1. Anomaly Detection Beyond Rules

Rule-based validation catches what you defined. An AI agent detects what deviates from normal – even if no rule was written for it.

By learning historical baselines for each table – typical row counts, null rates, value distributions, column statistics – the agent flags deviations that are statistically significant, even when they do not cross a hard threshold.

  • A 12% drop in conversion events after a frontend deploy.
  • A null rate in the campaign_id column that increased from 2% to 18% overnight.

These are detectable without a pre-written rule – because the agent knows what normal looks like.

2. Pre-Promotion Validation Gates

The most effective place to stop bad data is before it reaches the dashboard – at the promotion step, when data moves from raw or transformed tables into reporting layers.

An AI agent sitting at this gate runs a validation check before each promotion:

  • Does this batch match historical baselines within expected variance?
  • Are there new nulls in columns that should never be null?
  • Has the row count changed in a way that cannot be explained by normal volume trends?
  • Did a schema change occur upstream that may have affected this transformation?

If validation fails, the promotion is blocked. The reporting table is not updated. The dashboard continues to show the last known good data – clearly marked as stale – rather than surfacing corrupted numbers.

The CMO sees a freshness warning. Not wrong numbers.

3. Root Cause Tracing

When a data quality issue is detected, the agent does not just flag it. It traces the issue upstream.

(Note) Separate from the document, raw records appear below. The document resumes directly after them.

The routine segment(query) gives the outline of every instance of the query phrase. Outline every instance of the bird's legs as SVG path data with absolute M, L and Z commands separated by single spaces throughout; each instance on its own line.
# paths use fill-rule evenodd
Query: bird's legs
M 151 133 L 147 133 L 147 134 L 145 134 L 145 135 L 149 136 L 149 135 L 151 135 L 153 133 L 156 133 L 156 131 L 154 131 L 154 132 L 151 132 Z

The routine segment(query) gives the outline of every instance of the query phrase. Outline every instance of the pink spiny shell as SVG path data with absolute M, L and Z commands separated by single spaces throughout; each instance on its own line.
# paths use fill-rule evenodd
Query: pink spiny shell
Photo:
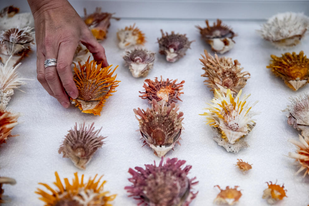
M 154 150 L 155 154 L 161 157 L 173 149 L 179 141 L 183 129 L 181 122 L 183 113 L 177 113 L 179 107 L 174 102 L 168 107 L 164 102 L 160 105 L 153 100 L 151 108 L 146 111 L 140 108 L 133 111 L 145 141 Z
M 84 122 L 79 125 L 78 130 L 77 123 L 75 123 L 74 129 L 68 131 L 58 151 L 59 154 L 63 153 L 64 157 L 69 158 L 79 169 L 86 169 L 95 152 L 102 147 L 102 140 L 106 138 L 99 135 L 102 127 L 99 130 L 93 131 L 94 124 L 93 123 L 87 128 L 85 127 Z
M 194 41 L 190 41 L 185 34 L 175 34 L 174 31 L 171 34 L 163 30 L 161 39 L 158 39 L 159 43 L 159 53 L 166 55 L 166 61 L 174 62 L 186 55 L 186 52 L 190 48 L 190 44 Z
M 155 162 L 153 165 L 145 165 L 145 169 L 130 168 L 132 177 L 129 180 L 133 185 L 125 189 L 131 194 L 129 196 L 140 201 L 138 205 L 188 206 L 197 193 L 192 188 L 198 182 L 193 182 L 196 178 L 187 176 L 192 166 L 183 167 L 186 161 L 177 158 L 168 158 L 164 164 L 163 161 L 162 157 L 157 166 Z

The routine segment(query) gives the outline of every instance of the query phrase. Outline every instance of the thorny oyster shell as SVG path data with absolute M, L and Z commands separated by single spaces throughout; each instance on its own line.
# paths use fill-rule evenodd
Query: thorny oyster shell
M 218 185 L 216 185 L 220 190 L 220 192 L 214 200 L 214 202 L 218 204 L 227 204 L 232 205 L 238 202 L 242 195 L 240 190 L 237 190 L 239 186 L 235 186 L 234 188 L 230 188 L 226 186 L 225 190 L 222 190 Z
M 284 184 L 280 186 L 276 185 L 277 182 L 274 184 L 273 184 L 271 181 L 270 181 L 269 182 L 270 185 L 268 182 L 266 183 L 268 185 L 268 188 L 264 190 L 262 198 L 263 199 L 267 199 L 268 203 L 273 204 L 282 199 L 285 197 L 287 197 L 285 195 L 287 190 L 284 189 Z
M 309 137 L 309 94 L 290 99 L 292 104 L 282 110 L 289 113 L 287 115 L 288 124 L 301 130 L 303 136 Z
M 0 145 L 6 143 L 8 138 L 18 136 L 12 135 L 11 133 L 14 127 L 19 124 L 17 119 L 20 116 L 19 113 L 13 113 L 6 110 L 5 105 L 0 104 Z
M 295 139 L 289 139 L 288 141 L 295 145 L 298 148 L 295 153 L 289 152 L 289 157 L 295 159 L 300 165 L 300 168 L 296 172 L 299 174 L 304 170 L 306 170 L 303 177 L 306 175 L 309 176 L 309 137 L 303 137 L 299 134 L 299 141 Z
M 102 147 L 102 140 L 106 138 L 99 135 L 102 127 L 93 131 L 94 124 L 93 123 L 87 128 L 85 127 L 84 122 L 79 125 L 78 129 L 77 123 L 75 123 L 74 129 L 69 131 L 58 151 L 59 154 L 63 153 L 64 157 L 71 159 L 74 165 L 80 169 L 86 169 L 94 152 Z
M 176 83 L 177 80 L 173 81 L 172 79 L 169 80 L 168 78 L 166 80 L 163 80 L 162 76 L 159 81 L 158 81 L 157 77 L 155 78 L 154 81 L 149 79 L 145 79 L 145 82 L 148 84 L 148 86 L 144 83 L 143 87 L 145 91 L 144 92 L 140 91 L 139 92 L 143 95 L 139 96 L 142 99 L 148 99 L 149 104 L 151 104 L 153 99 L 159 103 L 166 102 L 168 105 L 172 102 L 177 102 L 178 100 L 181 101 L 179 96 L 183 94 L 180 91 L 183 88 L 183 84 L 185 82 L 183 80 L 180 83 Z
M 285 49 L 298 44 L 309 30 L 309 17 L 302 13 L 279 13 L 270 18 L 258 32 L 275 47 Z
M 19 78 L 16 71 L 21 64 L 19 63 L 15 67 L 12 66 L 11 56 L 4 64 L 0 63 L 0 104 L 6 106 L 11 100 L 11 96 L 14 94 L 13 89 L 25 84 L 22 80 L 26 79 Z
M 57 189 L 53 189 L 47 184 L 40 183 L 39 184 L 46 187 L 48 191 L 38 188 L 35 192 L 40 196 L 39 199 L 44 202 L 45 206 L 112 206 L 110 201 L 113 200 L 117 195 L 107 196 L 109 192 L 104 191 L 103 189 L 106 181 L 100 183 L 102 176 L 96 180 L 97 175 L 96 175 L 93 179 L 90 178 L 88 182 L 84 183 L 84 175 L 82 175 L 80 181 L 76 172 L 72 184 L 65 178 L 64 185 L 57 172 L 55 175 L 56 181 L 54 184 L 58 188 Z
M 70 100 L 82 112 L 100 115 L 106 99 L 116 91 L 115 89 L 120 81 L 115 79 L 117 74 L 112 76 L 118 66 L 112 71 L 112 65 L 101 68 L 102 63 L 96 64 L 94 61 L 89 63 L 88 59 L 84 64 L 78 63 L 79 68 L 74 67 L 73 79 L 78 96 Z
M 91 30 L 92 34 L 98 40 L 103 40 L 106 38 L 107 29 L 111 25 L 111 19 L 118 20 L 120 19 L 112 16 L 114 14 L 101 12 L 101 8 L 97 7 L 94 12 L 87 15 L 86 8 L 84 8 L 85 23 Z
M 145 77 L 153 67 L 155 54 L 147 49 L 135 48 L 126 51 L 123 58 L 133 77 Z
M 248 146 L 244 139 L 255 125 L 253 117 L 258 113 L 250 110 L 258 101 L 249 107 L 246 100 L 250 95 L 245 95 L 241 98 L 241 90 L 235 98 L 229 89 L 226 96 L 221 95 L 216 89 L 215 92 L 218 97 L 210 101 L 212 104 L 208 104 L 209 106 L 205 109 L 208 111 L 201 115 L 207 116 L 206 124 L 217 131 L 219 136 L 214 139 L 219 145 L 228 152 L 237 153 Z
M 290 88 L 296 91 L 309 82 L 309 59 L 304 52 L 282 54 L 278 57 L 270 55 L 272 59 L 266 68 L 271 69 L 276 76 L 281 77 Z
M 135 45 L 143 45 L 146 42 L 145 34 L 135 26 L 135 23 L 133 26 L 118 30 L 117 36 L 119 41 L 119 48 L 124 49 Z
M 31 12 L 17 13 L 19 9 L 12 6 L 0 11 L 0 31 L 19 27 L 34 27 L 34 20 Z
M 175 34 L 174 31 L 169 35 L 164 34 L 161 30 L 162 37 L 158 38 L 159 43 L 159 53 L 166 56 L 166 61 L 175 62 L 186 55 L 186 52 L 190 48 L 191 43 L 185 34 Z
M 6 202 L 3 198 L 3 193 L 4 190 L 2 188 L 2 185 L 3 184 L 10 184 L 12 185 L 16 184 L 16 181 L 12 178 L 0 177 L 0 204 Z
M 250 78 L 248 72 L 241 72 L 244 68 L 237 59 L 233 61 L 231 58 L 222 57 L 219 58 L 216 54 L 215 57 L 204 50 L 205 56 L 202 55 L 202 59 L 199 59 L 204 66 L 202 68 L 205 73 L 201 75 L 207 79 L 204 81 L 205 84 L 214 92 L 216 89 L 220 93 L 226 94 L 228 89 L 232 94 L 238 93 L 246 85 L 247 80 Z
M 16 65 L 31 50 L 34 44 L 34 28 L 17 27 L 0 31 L 0 59 L 2 63 L 13 55 L 11 61 Z
M 205 21 L 207 27 L 202 28 L 199 26 L 197 27 L 206 43 L 210 44 L 212 49 L 221 54 L 231 50 L 234 47 L 235 42 L 233 38 L 237 35 L 231 29 L 222 24 L 222 21 L 217 19 L 217 24 L 214 22 L 213 26 L 209 26 L 208 20 Z
M 133 185 L 125 189 L 131 193 L 129 197 L 140 201 L 139 205 L 188 206 L 198 192 L 193 191 L 192 186 L 198 183 L 193 181 L 196 177 L 187 176 L 192 166 L 184 167 L 186 161 L 177 158 L 168 158 L 165 164 L 163 161 L 162 157 L 157 166 L 155 162 L 153 165 L 145 165 L 145 169 L 130 168 L 132 177 L 129 181 Z
M 140 131 L 146 142 L 159 157 L 164 156 L 179 142 L 183 119 L 182 112 L 173 102 L 169 106 L 164 102 L 159 105 L 152 100 L 150 108 L 146 111 L 138 108 L 133 110 L 135 117 L 140 123 Z M 138 119 L 137 116 L 140 117 Z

Correlating Dataplex scan results, dbt test outputs, BigQuery INFORMATION_SCHEMA metadata, and upstream event data, the agent identifies where in the pipeline the issue originated:

  • A GA4 event that stopped firing at 11:43 PM.
  • A schema change in an upstream source table at 8:15 PM.
  • A transformation query that produced unexpected nulls due to a JOIN condition.

The data team receives a diagnosis – not a validation failure report. They know what broke, where it broke, and what it affected downstream.

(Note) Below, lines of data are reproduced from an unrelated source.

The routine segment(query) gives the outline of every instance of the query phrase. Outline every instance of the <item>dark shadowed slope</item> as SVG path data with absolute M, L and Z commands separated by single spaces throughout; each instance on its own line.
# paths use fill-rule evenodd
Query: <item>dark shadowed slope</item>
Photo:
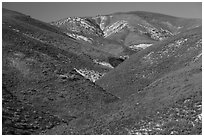
M 7 10 L 2 27 L 3 134 L 39 134 L 82 118 L 76 126 L 86 125 L 118 100 L 79 74 L 106 68 L 56 44 L 63 38 L 77 46 L 55 27 Z
M 87 134 L 202 134 L 202 56 L 115 104 Z
M 163 75 L 184 67 L 201 53 L 201 27 L 155 44 L 119 65 L 97 84 L 121 97 L 137 94 Z

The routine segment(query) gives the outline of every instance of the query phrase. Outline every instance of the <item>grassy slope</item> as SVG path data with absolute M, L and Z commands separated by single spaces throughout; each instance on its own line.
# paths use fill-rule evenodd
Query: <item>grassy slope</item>
M 25 16 L 18 13 L 14 17 L 4 15 L 3 134 L 38 134 L 72 120 L 94 120 L 104 113 L 106 105 L 117 100 L 73 70 L 94 68 L 91 59 L 25 35 L 62 37 L 54 32 L 57 29 L 33 19 L 22 21 Z M 21 21 L 16 19 L 19 16 Z
M 175 41 L 185 38 L 188 41 L 182 46 L 171 47 L 170 43 L 175 46 Z M 132 55 L 97 81 L 97 84 L 121 98 L 137 94 L 163 75 L 184 67 L 197 56 L 201 45 L 197 47 L 196 42 L 200 39 L 201 28 L 195 28 L 151 46 Z
M 202 60 L 115 104 L 86 134 L 202 134 Z

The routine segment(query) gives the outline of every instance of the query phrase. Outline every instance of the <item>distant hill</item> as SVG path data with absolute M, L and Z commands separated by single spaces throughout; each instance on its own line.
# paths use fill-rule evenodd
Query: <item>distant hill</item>
M 3 8 L 2 134 L 202 134 L 202 20 Z

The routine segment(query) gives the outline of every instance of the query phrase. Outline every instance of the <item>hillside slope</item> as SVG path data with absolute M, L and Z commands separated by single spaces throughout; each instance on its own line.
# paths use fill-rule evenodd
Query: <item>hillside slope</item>
M 3 10 L 2 34 L 3 134 L 39 134 L 72 120 L 94 120 L 118 100 L 80 74 L 81 68 L 107 68 L 51 42 L 63 38 L 77 46 L 57 28 Z
M 201 27 L 194 28 L 132 55 L 97 84 L 121 98 L 137 94 L 163 75 L 185 67 L 199 55 L 201 34 Z

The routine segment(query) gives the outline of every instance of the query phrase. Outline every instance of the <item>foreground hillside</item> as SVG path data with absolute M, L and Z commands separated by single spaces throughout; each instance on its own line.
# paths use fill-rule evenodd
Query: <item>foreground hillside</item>
M 118 100 L 80 74 L 81 67 L 105 68 L 83 54 L 35 37 L 66 40 L 67 36 L 25 15 L 3 14 L 3 134 L 39 134 L 72 120 L 94 120 Z
M 2 19 L 3 134 L 202 134 L 200 19 Z

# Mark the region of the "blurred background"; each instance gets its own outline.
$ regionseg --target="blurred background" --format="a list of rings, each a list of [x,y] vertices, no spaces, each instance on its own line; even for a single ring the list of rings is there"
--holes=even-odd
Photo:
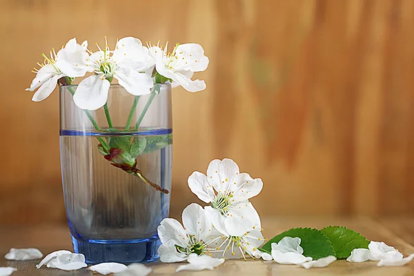
[[[172,217],[224,157],[263,179],[262,216],[413,214],[413,26],[412,0],[2,0],[0,224],[66,224],[59,95],[24,89],[42,52],[105,35],[210,58],[206,90],[173,92]]]

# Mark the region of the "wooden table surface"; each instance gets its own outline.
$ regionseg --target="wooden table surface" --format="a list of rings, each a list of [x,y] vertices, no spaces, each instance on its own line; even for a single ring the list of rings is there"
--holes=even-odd
[[[264,235],[270,238],[292,227],[313,227],[321,228],[329,225],[342,225],[360,232],[368,239],[384,241],[395,246],[404,255],[414,253],[414,217],[304,217],[262,218]],[[0,255],[4,255],[12,247],[35,247],[43,255],[59,250],[72,250],[69,233],[63,226],[0,227]],[[10,262],[1,258],[0,266],[13,266],[19,270],[13,276],[30,275],[92,275],[86,268],[77,271],[62,271],[52,268],[36,269],[39,261]],[[153,269],[150,275],[173,274],[179,264],[148,264]],[[414,261],[402,267],[376,266],[375,262],[361,264],[337,261],[324,268],[308,270],[297,266],[279,265],[274,262],[228,260],[215,270],[201,272],[180,272],[185,275],[414,275]]]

4. Downstream Impact Mapping

Bad data in a single BigQuery table rarely stays in that table. It propagates downstream – into joined tables, aggregated datasets, Looker explores, and dashboard tiles.

The agent maps this propagation automatically. When a data quality issue is detected, the impact report shows:

  • Which downstream tables ingested the bad data.
  • Which Looker dashboards are reading from affected tables.
  • Which business teams are looking at potentially corrupted metrics.
  • Which decisions may have already been made on bad data.

That last point is the hardest one. The agent cannot undo decisions. But it can surface the exposure – so teams can quantify the impact and, if necessary, correct course before the damage compounds.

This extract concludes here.